Para entonces era claro, estaba condenada a una vida amorosa indigna de ser poética, sólo podía evitar ser tan ridícula y cursi como en las novelas del dos y ya con eso darme por bien servida. Muchos lugares comunes descubrí en esos años: los hombres que ligan con frases como “que oyes?” u “hola, perdón, es que eres muy bonita”, los enamorados que dicen que te aman a la semana y que dicen sorprenderse de lo mucho que te extrañan a una cuadra de haberse ido, sin embargo no sabía yo aún que no está lo ridículo en las expresiones sino en los ojos de quien mira. Como toda belleza, la del amor está en los ojos del enamorado, cómo cambian las cosas cuando es una la que se deja llevar caminando de espaldas y riendo como después de un chiste malo. Es fácil sentirse agobiado por los corazones rojos pero tan difícil sentir la belleza de un gesto dulce, sin premeditar, curioso y que por mala suerte histórica puede parecer semejante a miles de gestos que se han dado. No hay ideas nuevas, palabras nuevas hay pocas y, gracias a la suerte en turno, buena poesía nueva también hay poca. Sin embargo no se necesta todo esto para reinventar el amor, hay que hacer una apología de ese momento cuando verse en los ojos del otro y bajar la mirada con timidez se convierte en la invención de una mirada, se nos olvida que miles de pares de ojos se han encontrado bajo miles de faroles, árboles, bajo la lluvia o en los parques pero que es esta la primera y sagrada vez que se encuentran.
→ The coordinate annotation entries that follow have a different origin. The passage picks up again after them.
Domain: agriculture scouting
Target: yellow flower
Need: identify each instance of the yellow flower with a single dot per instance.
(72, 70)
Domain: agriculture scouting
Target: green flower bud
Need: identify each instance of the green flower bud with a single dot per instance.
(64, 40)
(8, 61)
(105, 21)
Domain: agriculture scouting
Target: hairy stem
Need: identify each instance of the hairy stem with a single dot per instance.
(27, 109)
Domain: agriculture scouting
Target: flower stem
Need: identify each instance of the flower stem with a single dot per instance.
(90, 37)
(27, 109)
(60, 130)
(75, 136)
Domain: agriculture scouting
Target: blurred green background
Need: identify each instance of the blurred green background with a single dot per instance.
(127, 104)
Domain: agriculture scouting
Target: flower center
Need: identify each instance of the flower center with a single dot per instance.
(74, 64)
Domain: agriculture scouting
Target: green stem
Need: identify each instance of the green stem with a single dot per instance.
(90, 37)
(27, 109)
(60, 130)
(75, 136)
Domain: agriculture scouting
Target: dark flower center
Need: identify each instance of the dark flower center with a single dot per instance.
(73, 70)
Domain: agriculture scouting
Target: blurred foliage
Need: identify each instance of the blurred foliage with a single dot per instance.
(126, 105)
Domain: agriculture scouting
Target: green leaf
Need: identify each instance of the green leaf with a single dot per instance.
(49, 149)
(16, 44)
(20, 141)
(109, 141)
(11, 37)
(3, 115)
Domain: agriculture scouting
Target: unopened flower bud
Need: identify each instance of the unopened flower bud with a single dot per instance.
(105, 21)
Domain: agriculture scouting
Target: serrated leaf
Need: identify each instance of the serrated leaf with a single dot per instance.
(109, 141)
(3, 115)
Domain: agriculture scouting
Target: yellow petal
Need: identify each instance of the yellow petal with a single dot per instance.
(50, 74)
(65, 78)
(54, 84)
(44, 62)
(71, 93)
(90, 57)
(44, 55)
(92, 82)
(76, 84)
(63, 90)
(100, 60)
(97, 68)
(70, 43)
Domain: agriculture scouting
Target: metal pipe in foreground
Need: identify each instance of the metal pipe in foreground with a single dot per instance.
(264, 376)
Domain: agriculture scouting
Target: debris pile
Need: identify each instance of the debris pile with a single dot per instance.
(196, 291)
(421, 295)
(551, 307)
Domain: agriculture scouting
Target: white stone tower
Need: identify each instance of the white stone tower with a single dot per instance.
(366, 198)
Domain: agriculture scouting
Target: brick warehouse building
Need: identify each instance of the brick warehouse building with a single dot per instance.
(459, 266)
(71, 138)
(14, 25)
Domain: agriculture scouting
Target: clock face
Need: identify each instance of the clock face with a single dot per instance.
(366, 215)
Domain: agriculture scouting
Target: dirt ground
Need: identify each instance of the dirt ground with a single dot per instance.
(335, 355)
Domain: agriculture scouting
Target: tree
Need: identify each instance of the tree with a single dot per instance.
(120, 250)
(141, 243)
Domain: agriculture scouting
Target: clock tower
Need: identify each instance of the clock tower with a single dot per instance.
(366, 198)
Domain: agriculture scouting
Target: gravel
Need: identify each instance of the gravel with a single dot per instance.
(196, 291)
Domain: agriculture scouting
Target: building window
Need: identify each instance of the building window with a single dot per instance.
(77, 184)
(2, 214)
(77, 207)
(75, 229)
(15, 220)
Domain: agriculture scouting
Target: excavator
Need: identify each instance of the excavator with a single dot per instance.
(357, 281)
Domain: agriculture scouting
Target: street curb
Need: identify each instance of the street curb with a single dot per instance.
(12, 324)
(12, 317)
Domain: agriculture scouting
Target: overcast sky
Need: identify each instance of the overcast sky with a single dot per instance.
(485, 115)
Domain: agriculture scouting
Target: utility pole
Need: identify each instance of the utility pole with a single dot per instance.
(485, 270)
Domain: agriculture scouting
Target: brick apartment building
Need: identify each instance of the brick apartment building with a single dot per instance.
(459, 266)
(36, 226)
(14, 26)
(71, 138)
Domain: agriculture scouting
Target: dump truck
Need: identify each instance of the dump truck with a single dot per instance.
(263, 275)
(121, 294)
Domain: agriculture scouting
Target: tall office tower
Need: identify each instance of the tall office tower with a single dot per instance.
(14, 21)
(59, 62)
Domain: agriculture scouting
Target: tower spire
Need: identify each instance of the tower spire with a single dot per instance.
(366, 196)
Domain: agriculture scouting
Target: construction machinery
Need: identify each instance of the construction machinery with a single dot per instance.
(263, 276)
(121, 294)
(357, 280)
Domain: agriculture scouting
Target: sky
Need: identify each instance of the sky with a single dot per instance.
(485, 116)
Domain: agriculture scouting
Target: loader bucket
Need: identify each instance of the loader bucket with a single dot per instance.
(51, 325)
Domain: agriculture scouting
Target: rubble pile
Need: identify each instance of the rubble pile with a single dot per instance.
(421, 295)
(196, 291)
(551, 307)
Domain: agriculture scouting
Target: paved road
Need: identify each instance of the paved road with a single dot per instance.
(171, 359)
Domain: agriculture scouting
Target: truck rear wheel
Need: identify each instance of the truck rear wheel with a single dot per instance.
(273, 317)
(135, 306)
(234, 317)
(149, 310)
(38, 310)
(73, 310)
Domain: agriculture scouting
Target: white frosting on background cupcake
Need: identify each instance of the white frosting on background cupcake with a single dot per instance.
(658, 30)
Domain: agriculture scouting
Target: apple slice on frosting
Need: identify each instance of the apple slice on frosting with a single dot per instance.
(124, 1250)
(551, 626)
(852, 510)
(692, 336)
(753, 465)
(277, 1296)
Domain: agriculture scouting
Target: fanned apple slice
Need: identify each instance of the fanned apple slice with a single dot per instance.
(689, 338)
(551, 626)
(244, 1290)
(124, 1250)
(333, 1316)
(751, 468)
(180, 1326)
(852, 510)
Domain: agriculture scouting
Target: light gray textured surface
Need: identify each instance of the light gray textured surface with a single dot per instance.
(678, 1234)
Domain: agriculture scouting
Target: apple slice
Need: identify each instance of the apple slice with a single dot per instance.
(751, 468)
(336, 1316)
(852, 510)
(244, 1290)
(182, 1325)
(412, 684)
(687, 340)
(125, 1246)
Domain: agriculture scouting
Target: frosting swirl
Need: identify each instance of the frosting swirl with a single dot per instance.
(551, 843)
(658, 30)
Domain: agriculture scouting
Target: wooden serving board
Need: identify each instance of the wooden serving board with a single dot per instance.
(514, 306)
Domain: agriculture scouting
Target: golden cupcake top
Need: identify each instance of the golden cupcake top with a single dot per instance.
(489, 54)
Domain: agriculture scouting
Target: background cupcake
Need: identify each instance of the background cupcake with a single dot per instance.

Culpa de mundo que nos orilla a no creer, pero hay que pensar en ese “otro lenguaje lateral y subversivo de los que aman” porque los amantes reinventan esas mugrosas palabras gastadas de las películas palomitas y las convierten. Y esa misma palabra puede aun perder la forma pero guardar el fondo, es cuando la creación se reanuda, cuando comprendemos a los sabios Beatles, cuando dejamos de envidiar a Eloísa y a escribirle a nuestro propio Abelardo. Ojalá del amor se dijeran menos cosas para que no nos hartara cuando está lejos, para que no nos faltara tan paganamente cuando se va, para que se supiera torpe y nuevo al nacer y se descubriera viejo y confuso al releerse. No es tan grave al final. Me deja jugar con la idea de las miles de amantes que aún no soy, con los miles de besos que me faltan por practicar y por ese, único, amor de la vida que me falta por encontrar.